In 2005, health officials identified strains of V. vulnificus infections among evacuees from New Orleans due to the flooding there caused by Hurricane Katrina.

In 2015, eight cases of V. vulnificus infection were reported in Florida, with two resulting in death.

In 2022, following Hurricane Ian, Lee County, Florida, saw a sharp rise in infections and deaths from V. vulnificus. By October 18, 2022, four deaths and 29 illnesses had been recorded since the landfall of the hurricane in late September.

In 2023, it was reported that a 40-year-old woman from California had been infected by Vibrio vulnificus after eating undercooked fish (tilapia). She had her four limbs removed to save her life. However, upon further investigation, local public health officials reported no evidence of V. vulnificus infection in her case.
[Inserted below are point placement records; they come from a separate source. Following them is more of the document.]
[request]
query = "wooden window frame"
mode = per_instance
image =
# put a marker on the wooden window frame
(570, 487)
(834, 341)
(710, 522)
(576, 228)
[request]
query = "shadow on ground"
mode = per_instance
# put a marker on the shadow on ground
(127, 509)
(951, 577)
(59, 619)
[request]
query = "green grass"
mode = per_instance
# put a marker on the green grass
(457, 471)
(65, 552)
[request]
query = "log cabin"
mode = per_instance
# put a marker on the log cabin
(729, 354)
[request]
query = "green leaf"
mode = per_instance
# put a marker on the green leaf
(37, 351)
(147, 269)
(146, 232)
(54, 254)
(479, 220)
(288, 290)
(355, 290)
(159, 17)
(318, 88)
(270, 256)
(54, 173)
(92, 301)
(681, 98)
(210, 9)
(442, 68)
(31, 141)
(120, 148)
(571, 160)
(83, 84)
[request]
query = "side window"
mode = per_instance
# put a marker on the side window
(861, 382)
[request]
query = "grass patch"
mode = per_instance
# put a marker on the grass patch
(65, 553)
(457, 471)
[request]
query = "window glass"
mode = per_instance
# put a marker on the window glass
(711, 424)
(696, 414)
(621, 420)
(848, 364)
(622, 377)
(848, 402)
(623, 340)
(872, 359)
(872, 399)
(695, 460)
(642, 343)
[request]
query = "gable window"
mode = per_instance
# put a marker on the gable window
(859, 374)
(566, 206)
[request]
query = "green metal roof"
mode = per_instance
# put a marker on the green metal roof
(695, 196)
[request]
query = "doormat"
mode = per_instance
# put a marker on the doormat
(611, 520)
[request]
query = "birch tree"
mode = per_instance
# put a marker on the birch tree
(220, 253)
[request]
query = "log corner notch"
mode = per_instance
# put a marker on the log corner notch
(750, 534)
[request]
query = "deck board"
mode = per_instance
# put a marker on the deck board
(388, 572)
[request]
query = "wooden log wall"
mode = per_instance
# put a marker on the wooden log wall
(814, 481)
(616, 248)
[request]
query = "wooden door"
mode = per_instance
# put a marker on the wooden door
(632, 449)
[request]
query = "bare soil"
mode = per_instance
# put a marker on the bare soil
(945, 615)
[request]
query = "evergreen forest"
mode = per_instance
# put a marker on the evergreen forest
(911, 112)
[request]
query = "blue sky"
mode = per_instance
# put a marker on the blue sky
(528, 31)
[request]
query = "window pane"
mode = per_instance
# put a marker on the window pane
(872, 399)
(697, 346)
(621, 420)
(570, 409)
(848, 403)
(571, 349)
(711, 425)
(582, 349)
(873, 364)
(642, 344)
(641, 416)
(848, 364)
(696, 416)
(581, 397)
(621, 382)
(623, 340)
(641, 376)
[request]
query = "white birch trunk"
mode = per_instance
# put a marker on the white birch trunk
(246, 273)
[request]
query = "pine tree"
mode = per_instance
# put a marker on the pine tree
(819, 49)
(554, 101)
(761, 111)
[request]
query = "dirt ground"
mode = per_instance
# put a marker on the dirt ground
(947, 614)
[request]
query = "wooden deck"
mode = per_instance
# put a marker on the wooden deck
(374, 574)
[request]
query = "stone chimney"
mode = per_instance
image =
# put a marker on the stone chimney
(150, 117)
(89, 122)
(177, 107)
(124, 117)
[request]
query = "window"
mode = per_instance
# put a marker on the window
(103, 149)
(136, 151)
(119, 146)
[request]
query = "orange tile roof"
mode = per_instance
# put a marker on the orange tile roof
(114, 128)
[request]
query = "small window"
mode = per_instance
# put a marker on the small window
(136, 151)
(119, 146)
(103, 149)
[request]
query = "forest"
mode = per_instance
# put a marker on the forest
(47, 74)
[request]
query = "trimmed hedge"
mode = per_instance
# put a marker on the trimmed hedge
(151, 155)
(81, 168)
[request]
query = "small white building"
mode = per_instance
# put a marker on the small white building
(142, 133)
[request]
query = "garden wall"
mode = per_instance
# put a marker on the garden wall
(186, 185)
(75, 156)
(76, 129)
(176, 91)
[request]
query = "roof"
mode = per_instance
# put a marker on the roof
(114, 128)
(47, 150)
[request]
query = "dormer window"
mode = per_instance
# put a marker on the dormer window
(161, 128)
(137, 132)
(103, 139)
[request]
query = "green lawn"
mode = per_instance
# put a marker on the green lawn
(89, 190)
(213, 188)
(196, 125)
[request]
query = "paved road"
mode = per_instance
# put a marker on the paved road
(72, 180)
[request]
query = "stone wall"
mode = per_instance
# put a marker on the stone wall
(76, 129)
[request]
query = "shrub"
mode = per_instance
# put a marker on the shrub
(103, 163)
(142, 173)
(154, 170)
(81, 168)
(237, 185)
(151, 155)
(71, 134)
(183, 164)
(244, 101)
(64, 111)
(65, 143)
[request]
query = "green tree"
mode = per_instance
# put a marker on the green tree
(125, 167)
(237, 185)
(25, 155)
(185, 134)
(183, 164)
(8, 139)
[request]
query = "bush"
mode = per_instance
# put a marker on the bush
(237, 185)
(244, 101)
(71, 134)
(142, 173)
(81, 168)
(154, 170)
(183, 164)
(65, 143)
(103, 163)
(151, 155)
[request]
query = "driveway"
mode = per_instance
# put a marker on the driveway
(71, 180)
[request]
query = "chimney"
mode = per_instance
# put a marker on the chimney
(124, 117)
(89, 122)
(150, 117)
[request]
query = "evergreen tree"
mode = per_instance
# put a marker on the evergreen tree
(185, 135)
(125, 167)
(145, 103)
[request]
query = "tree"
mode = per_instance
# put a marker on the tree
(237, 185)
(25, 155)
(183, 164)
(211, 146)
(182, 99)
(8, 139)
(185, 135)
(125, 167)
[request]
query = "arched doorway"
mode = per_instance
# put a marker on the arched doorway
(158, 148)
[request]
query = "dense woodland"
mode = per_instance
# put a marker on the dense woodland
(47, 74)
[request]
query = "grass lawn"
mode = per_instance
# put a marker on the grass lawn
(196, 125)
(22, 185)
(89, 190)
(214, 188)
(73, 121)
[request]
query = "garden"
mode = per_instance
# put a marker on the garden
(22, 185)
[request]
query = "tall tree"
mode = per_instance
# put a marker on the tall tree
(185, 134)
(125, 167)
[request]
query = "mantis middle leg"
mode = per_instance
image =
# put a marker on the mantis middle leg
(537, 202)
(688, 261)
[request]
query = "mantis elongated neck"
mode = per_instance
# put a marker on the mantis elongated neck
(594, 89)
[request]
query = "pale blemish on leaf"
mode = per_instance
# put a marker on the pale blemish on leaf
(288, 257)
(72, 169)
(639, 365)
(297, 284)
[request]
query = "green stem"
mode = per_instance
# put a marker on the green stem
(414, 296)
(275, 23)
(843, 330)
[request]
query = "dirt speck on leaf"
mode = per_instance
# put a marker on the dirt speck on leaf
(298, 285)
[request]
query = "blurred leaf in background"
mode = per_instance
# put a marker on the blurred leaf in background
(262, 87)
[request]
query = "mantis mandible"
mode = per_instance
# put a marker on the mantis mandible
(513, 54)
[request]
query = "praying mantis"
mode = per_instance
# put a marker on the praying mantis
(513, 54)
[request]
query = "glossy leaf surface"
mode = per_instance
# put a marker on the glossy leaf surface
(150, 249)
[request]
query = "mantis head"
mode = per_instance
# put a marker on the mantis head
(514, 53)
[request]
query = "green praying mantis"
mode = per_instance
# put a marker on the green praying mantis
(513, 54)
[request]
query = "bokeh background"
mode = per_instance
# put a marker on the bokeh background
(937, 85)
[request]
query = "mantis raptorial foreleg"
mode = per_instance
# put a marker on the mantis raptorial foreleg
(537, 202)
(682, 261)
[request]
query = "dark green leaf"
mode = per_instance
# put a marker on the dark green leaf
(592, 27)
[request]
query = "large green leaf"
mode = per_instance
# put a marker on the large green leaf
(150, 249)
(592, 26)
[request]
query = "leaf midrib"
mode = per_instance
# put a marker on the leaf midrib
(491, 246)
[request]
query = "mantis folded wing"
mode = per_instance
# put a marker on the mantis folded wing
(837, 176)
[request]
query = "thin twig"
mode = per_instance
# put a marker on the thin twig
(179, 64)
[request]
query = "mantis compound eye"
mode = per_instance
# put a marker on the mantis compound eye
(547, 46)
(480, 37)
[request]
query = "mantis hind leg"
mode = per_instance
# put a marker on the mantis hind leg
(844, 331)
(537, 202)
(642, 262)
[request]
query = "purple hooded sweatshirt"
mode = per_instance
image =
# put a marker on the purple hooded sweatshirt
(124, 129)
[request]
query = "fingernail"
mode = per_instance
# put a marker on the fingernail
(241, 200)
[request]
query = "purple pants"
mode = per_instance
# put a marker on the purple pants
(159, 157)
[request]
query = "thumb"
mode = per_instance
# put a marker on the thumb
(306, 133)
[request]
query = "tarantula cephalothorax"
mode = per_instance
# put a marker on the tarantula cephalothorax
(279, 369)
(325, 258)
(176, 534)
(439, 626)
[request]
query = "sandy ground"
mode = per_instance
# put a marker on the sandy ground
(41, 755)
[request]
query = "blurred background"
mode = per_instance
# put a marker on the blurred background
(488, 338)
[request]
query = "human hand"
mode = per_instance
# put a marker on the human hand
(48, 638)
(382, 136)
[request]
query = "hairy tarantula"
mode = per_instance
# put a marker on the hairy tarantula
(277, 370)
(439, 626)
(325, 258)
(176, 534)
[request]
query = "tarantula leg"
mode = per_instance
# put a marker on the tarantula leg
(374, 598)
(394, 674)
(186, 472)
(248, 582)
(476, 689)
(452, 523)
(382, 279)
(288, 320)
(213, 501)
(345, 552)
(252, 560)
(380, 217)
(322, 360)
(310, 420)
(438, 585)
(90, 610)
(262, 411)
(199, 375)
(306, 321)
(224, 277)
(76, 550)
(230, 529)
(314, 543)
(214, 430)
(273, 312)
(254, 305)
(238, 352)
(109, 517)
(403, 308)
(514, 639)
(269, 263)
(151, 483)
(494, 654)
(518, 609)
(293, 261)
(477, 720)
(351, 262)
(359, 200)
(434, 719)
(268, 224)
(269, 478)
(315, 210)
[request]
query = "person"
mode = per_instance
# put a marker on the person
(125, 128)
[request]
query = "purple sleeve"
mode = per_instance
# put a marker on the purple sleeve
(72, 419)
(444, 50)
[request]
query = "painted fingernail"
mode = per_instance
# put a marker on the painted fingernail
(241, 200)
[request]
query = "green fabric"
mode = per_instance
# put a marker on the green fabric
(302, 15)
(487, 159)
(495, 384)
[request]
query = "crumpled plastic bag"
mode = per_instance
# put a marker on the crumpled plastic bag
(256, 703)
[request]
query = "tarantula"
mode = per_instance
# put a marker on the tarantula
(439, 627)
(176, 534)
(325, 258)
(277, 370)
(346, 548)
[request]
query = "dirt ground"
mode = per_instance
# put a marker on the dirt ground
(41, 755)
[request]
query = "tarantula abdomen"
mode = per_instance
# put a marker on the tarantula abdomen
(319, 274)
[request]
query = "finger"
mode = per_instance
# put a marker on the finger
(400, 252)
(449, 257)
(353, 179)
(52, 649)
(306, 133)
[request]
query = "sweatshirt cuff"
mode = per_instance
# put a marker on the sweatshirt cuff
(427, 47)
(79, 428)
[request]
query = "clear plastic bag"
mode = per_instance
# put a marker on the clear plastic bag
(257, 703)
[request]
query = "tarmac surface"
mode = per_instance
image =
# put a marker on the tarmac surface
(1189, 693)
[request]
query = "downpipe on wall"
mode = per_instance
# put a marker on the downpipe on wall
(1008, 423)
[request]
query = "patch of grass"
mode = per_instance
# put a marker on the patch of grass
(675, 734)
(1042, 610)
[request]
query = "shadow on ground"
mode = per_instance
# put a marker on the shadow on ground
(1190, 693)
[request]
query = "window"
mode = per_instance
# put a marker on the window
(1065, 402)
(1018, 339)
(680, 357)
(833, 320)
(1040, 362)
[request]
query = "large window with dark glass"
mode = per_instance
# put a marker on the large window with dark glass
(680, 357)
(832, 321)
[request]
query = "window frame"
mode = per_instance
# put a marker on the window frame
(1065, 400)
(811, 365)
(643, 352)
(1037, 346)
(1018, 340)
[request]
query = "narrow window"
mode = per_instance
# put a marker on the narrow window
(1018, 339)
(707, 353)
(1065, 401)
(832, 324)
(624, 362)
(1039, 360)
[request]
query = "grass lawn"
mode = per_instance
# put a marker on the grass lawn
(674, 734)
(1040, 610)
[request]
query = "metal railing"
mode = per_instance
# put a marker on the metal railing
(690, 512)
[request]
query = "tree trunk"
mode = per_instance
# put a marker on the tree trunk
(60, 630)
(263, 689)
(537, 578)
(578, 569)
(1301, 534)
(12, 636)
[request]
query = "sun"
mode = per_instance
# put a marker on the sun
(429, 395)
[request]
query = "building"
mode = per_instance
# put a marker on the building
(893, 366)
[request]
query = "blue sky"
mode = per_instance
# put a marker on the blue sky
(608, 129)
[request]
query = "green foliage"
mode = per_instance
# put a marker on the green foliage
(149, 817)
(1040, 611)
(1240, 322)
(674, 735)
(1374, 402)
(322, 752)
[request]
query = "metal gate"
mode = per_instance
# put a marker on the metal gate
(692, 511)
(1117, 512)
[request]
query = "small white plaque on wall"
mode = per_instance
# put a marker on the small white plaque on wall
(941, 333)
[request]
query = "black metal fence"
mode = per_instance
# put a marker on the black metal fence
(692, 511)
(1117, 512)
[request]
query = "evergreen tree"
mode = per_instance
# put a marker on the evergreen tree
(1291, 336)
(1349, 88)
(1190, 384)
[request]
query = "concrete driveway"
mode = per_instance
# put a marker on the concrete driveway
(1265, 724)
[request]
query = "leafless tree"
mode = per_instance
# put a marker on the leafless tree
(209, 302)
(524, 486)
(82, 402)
In August 2026, the Louisiana Department of Health issued an urgent public health warning following an abnormal surge in Vibrio vulnificus infections, which resulted in nine documented cases and five deaths. All reported infections occurred in individuals with underlying medical conditions who exposed open wounds to warm seawater during the peak bacterial season between May and October. This sharp increase represents a significant spike above Louisiana's historical baseline, where the state typically averages seven infections and a single fatality annually.